The real deep principle of what we call decision hygiene is independence. That is, you want items of information to be as independent of each other as possible. For example, you want witnesses who don’t talk to each other, and preferably who saw the same event from different perspectives. You do not want all your information to be redundant. So, good decisions are decisions that are made on the basis of diverse information.

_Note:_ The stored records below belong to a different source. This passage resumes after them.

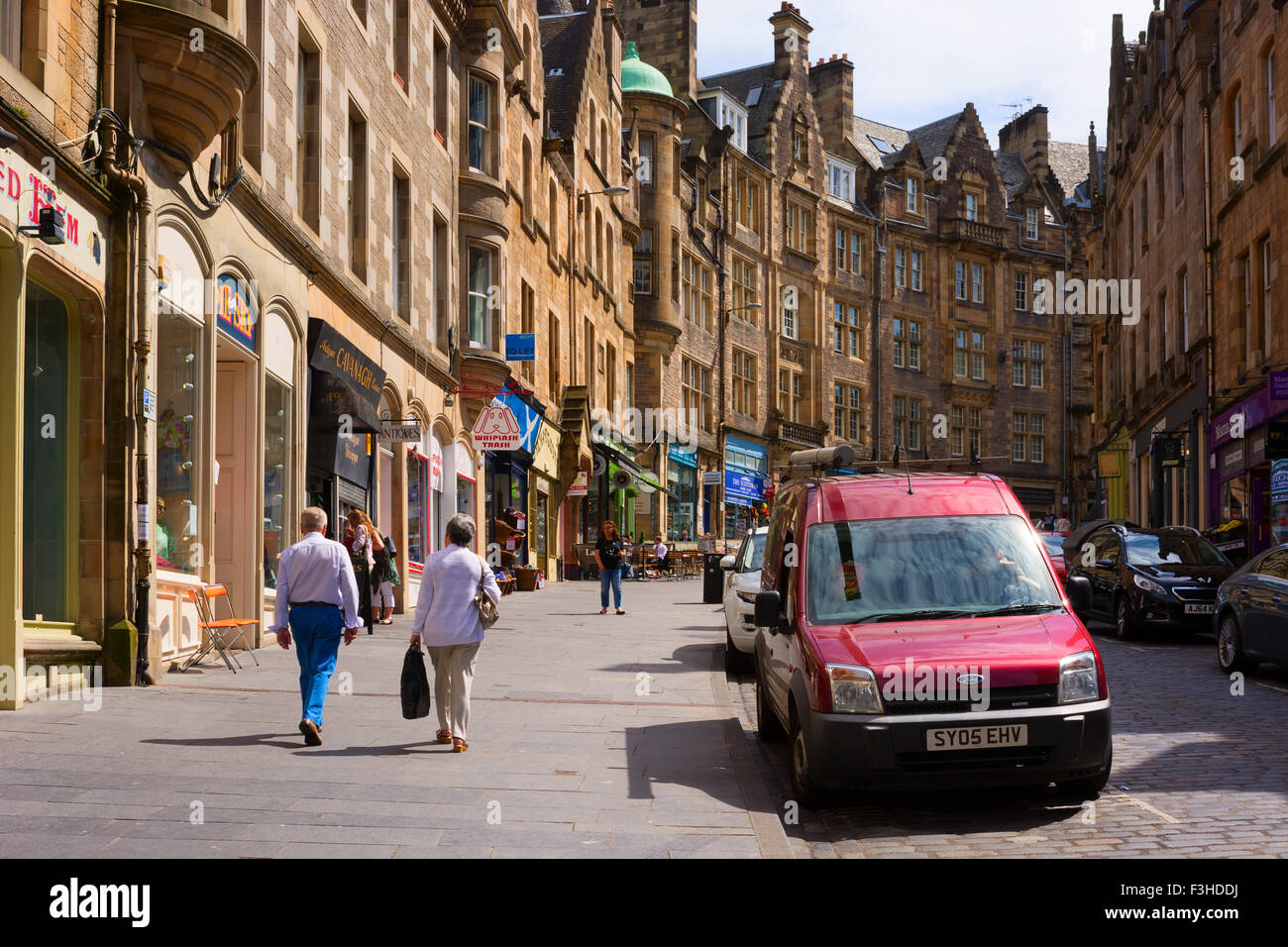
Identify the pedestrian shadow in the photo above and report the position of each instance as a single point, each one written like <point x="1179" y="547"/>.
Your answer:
<point x="687" y="657"/>
<point x="694" y="755"/>
<point x="241" y="740"/>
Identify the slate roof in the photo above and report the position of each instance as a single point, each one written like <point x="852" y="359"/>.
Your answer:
<point x="866" y="129"/>
<point x="738" y="84"/>
<point x="561" y="42"/>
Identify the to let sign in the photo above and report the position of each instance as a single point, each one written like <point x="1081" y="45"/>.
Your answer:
<point x="520" y="347"/>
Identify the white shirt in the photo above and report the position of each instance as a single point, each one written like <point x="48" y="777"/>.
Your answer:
<point x="316" y="570"/>
<point x="445" y="611"/>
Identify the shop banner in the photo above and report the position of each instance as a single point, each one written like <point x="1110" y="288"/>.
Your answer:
<point x="739" y="486"/>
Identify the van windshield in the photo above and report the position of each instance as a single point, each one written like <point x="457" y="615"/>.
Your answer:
<point x="885" y="570"/>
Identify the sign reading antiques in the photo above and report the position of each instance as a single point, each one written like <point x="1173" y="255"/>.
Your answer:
<point x="399" y="431"/>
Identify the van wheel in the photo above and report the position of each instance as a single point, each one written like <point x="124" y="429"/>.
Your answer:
<point x="1125" y="626"/>
<point x="1086" y="789"/>
<point x="768" y="725"/>
<point x="1229" y="647"/>
<point x="734" y="659"/>
<point x="803" y="784"/>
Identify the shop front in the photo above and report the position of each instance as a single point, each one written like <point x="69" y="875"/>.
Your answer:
<point x="1243" y="484"/>
<point x="682" y="501"/>
<point x="343" y="427"/>
<point x="54" y="459"/>
<point x="745" y="480"/>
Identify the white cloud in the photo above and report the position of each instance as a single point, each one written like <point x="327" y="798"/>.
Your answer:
<point x="921" y="59"/>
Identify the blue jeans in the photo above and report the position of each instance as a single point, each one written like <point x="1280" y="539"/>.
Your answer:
<point x="317" y="631"/>
<point x="614" y="578"/>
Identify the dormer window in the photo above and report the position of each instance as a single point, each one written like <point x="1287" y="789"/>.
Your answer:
<point x="840" y="179"/>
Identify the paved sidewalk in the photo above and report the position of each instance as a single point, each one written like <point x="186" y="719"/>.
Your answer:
<point x="591" y="736"/>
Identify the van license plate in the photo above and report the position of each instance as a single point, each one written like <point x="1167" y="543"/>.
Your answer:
<point x="977" y="737"/>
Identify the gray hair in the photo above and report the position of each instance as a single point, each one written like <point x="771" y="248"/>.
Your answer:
<point x="460" y="530"/>
<point x="313" y="519"/>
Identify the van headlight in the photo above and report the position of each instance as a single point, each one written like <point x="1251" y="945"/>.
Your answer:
<point x="854" y="689"/>
<point x="1078" y="678"/>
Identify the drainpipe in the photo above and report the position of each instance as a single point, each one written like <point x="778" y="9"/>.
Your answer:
<point x="137" y="320"/>
<point x="1209" y="357"/>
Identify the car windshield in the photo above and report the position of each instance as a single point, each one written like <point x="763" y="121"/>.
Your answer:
<point x="885" y="570"/>
<point x="1054" y="543"/>
<point x="1153" y="549"/>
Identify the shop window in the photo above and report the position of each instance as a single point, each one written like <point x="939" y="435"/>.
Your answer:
<point x="277" y="474"/>
<point x="179" y="359"/>
<point x="47" y="538"/>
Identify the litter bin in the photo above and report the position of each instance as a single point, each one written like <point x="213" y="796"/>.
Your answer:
<point x="712" y="579"/>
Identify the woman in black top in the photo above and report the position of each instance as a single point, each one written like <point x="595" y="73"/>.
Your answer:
<point x="608" y="557"/>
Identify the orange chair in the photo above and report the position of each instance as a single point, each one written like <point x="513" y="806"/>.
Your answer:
<point x="220" y="633"/>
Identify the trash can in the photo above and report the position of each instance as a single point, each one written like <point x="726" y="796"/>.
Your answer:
<point x="712" y="579"/>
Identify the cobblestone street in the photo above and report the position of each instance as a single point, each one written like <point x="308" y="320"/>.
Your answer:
<point x="1197" y="772"/>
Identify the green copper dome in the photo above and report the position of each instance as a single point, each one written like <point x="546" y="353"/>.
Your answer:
<point x="639" y="76"/>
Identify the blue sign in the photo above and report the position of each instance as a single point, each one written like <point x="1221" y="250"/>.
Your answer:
<point x="739" y="486"/>
<point x="520" y="347"/>
<point x="529" y="421"/>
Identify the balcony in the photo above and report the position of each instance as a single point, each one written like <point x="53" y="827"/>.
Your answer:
<point x="973" y="232"/>
<point x="191" y="94"/>
<point x="804" y="434"/>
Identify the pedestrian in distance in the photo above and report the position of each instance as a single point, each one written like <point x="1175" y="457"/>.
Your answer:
<point x="317" y="598"/>
<point x="447" y="622"/>
<point x="362" y="548"/>
<point x="608" y="557"/>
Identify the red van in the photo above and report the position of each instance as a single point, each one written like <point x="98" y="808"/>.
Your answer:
<point x="912" y="634"/>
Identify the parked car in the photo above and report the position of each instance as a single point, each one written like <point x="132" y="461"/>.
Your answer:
<point x="1250" y="618"/>
<point x="1054" y="543"/>
<point x="742" y="582"/>
<point x="871" y="579"/>
<point x="1164" y="578"/>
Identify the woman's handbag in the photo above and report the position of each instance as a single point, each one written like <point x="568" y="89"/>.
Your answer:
<point x="488" y="612"/>
<point x="415" y="684"/>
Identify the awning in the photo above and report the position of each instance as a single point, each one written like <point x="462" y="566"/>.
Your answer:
<point x="344" y="381"/>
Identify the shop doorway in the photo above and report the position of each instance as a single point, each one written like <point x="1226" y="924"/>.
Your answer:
<point x="239" y="547"/>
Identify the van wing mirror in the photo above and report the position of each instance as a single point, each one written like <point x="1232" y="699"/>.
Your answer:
<point x="1080" y="594"/>
<point x="769" y="609"/>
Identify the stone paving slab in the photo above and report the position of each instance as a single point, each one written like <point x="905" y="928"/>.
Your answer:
<point x="591" y="737"/>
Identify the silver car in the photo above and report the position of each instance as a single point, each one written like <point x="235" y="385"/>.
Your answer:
<point x="742" y="582"/>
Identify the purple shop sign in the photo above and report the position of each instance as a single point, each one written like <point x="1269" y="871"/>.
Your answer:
<point x="1279" y="385"/>
<point x="1256" y="411"/>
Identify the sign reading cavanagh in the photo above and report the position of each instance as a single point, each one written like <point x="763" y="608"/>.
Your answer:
<point x="338" y="356"/>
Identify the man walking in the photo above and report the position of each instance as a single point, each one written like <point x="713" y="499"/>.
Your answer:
<point x="316" y="582"/>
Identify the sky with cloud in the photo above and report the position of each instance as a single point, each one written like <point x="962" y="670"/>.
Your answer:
<point x="917" y="60"/>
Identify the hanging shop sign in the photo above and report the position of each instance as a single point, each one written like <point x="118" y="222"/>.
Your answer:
<point x="25" y="191"/>
<point x="496" y="429"/>
<point x="236" y="312"/>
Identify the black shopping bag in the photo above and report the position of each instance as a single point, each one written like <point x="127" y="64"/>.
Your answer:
<point x="415" y="684"/>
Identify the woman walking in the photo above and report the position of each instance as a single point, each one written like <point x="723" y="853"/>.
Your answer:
<point x="362" y="551"/>
<point x="382" y="578"/>
<point x="608" y="557"/>
<point x="447" y="622"/>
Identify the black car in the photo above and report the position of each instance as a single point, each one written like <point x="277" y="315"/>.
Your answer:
<point x="1250" y="618"/>
<point x="1150" y="578"/>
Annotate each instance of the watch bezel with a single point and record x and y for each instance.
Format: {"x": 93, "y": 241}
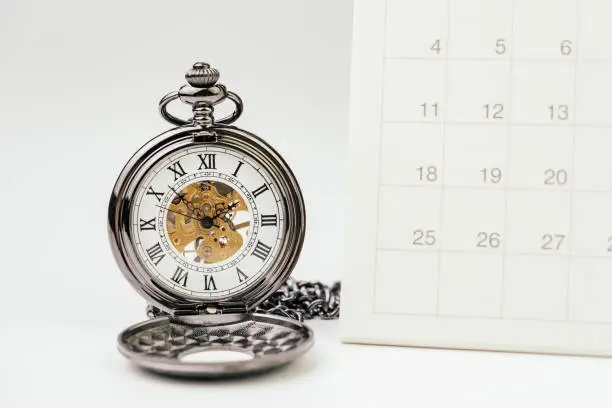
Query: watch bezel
{"x": 182, "y": 138}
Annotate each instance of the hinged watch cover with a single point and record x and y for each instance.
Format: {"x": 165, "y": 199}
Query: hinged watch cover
{"x": 205, "y": 242}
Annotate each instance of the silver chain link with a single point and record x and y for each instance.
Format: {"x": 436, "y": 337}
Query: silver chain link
{"x": 298, "y": 300}
{"x": 304, "y": 300}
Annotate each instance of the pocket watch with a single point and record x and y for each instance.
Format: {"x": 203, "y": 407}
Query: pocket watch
{"x": 206, "y": 222}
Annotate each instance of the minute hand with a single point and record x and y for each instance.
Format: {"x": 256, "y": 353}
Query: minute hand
{"x": 178, "y": 212}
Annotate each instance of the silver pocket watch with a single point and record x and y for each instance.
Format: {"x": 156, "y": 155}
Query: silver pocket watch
{"x": 207, "y": 222}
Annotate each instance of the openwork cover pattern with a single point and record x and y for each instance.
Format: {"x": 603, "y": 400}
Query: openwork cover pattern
{"x": 257, "y": 338}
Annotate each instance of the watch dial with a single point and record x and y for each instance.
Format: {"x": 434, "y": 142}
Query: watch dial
{"x": 207, "y": 222}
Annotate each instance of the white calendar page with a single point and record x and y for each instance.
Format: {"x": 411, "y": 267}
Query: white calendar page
{"x": 481, "y": 175}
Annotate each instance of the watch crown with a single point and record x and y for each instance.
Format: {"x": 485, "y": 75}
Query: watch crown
{"x": 202, "y": 75}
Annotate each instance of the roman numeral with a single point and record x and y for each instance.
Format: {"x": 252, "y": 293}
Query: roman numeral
{"x": 180, "y": 276}
{"x": 147, "y": 224}
{"x": 208, "y": 161}
{"x": 209, "y": 283}
{"x": 269, "y": 220}
{"x": 157, "y": 195}
{"x": 156, "y": 254}
{"x": 177, "y": 169}
{"x": 261, "y": 251}
{"x": 235, "y": 173}
{"x": 241, "y": 275}
{"x": 260, "y": 190}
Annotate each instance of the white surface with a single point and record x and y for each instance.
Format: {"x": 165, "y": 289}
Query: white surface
{"x": 80, "y": 82}
{"x": 488, "y": 230}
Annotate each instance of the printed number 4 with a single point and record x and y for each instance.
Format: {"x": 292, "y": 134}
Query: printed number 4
{"x": 435, "y": 47}
{"x": 423, "y": 237}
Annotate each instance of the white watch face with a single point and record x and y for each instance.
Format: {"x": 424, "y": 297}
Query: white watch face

You mentioned that a lot of research still needs to be done about noise. What are some key questions that you would most like to see answered?
Kahneman: Well, I think the most urgent questions are about mitigation, and they’re about really verifying decision hygiene and improving our recommendations and testing them. That would be the first thing I would hope would happen.
Then, it would be very interesting to study, I think, individual differences in judgment, in different kinds of judgment. Where do the differences come from, and can they be anticipated?
And what is the real value of experience? Experience always increases confidence, and experienced people have more confidence in the quality of their judgment. But this is true even when they get absolutely no feedback from the environment about the quality of their decisions. So, underwriters never know whether they set the right premium or not, and yet they become more confident. Now, how do people become more confident? Well, it’s when they begin agreeing with themselves. That’s basically the criterion that, “Oh, I had a similar problem and that’s what I decided then and I feel like deciding the same thing now.” And that gives people confidence that they’re doing the right thing—with absolutely no objective justification.
Also, studying what we call “respect-experts”—that is, what distinguishes those people who become well-recognized experts in the absence of objective feedback? Trying to understand that phenomenon is interesting.